La comunidad de vecinos de la Plaza San Miguel, en Jerez, ha mostrado su malestar por la situación que, aseguran, se vive en la zona desde la apertura de La Taberna 'Lo Der Willy'. Los residentes denuncian ruido, gritos, veladores por toda la plaza y una falta de descanso que, según explican, se ha vuelto especialmente difícil de soportar.
Uno de los vecinos ha trasladado a este medio que el principal problema está en las molestias continuadas que genera la actividad en el entorno, con una incidencia especial en la población de más edad del edificio. Según detalla, en el bloque hay 14 viviendas y entre 10 y 12 están habitadas por personas mayores.

Sostienen que, pese a contar con ventanas insonoras, el ruido, los gritos y lo que califican de descontrol horario impiden hacer vida con normalidad. Aseguran además que la situación se hace todavía más visible con la llegada de la Semana Santa, cuando la zona gana aún más actividad.
En su denuncia, los vecinos también lamentan la falta de respuesta de la Policía Local.
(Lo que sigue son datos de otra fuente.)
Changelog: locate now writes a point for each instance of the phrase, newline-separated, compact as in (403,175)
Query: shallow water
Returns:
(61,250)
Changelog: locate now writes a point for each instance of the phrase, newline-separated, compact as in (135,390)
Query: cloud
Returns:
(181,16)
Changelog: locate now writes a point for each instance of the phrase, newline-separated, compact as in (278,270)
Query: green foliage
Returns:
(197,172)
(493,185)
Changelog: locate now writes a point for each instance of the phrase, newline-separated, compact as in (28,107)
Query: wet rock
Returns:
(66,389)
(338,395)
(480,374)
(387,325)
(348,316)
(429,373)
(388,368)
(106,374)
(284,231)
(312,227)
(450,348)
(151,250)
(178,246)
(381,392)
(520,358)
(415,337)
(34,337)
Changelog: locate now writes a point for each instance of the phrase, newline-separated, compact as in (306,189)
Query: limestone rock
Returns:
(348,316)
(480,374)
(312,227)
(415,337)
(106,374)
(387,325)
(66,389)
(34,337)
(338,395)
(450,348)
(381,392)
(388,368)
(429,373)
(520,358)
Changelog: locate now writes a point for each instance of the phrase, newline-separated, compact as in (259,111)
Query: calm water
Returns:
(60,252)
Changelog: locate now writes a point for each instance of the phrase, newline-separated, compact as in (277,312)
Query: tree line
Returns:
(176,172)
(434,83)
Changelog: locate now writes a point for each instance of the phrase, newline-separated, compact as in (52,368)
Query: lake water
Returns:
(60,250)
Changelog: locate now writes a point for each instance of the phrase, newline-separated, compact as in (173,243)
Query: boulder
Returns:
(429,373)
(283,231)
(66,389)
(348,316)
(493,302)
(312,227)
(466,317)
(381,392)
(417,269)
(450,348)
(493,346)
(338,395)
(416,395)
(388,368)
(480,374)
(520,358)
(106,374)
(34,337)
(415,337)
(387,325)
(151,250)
Según recogen, cuando se llama para alertar de la situación, “la policía local no aparece”, una circunstancia que, a su juicio, agrava la sensación de abandono.
“Solo pedimos que se modere el horario”
“Llevamos muchos años, pero esta situación es como si fuese una chicharra. No entramos si tiene licencia o no, pero lo que sí está claro es que no tiene sentido el absoluto descontrol que hay aquí”, señala uno de los testimonios recabados. En esa misma línea, insiste en que se trata de una plaza tradicionalmente tranquila y vuelve a poner el foco en las personas mayores que residen en la zona.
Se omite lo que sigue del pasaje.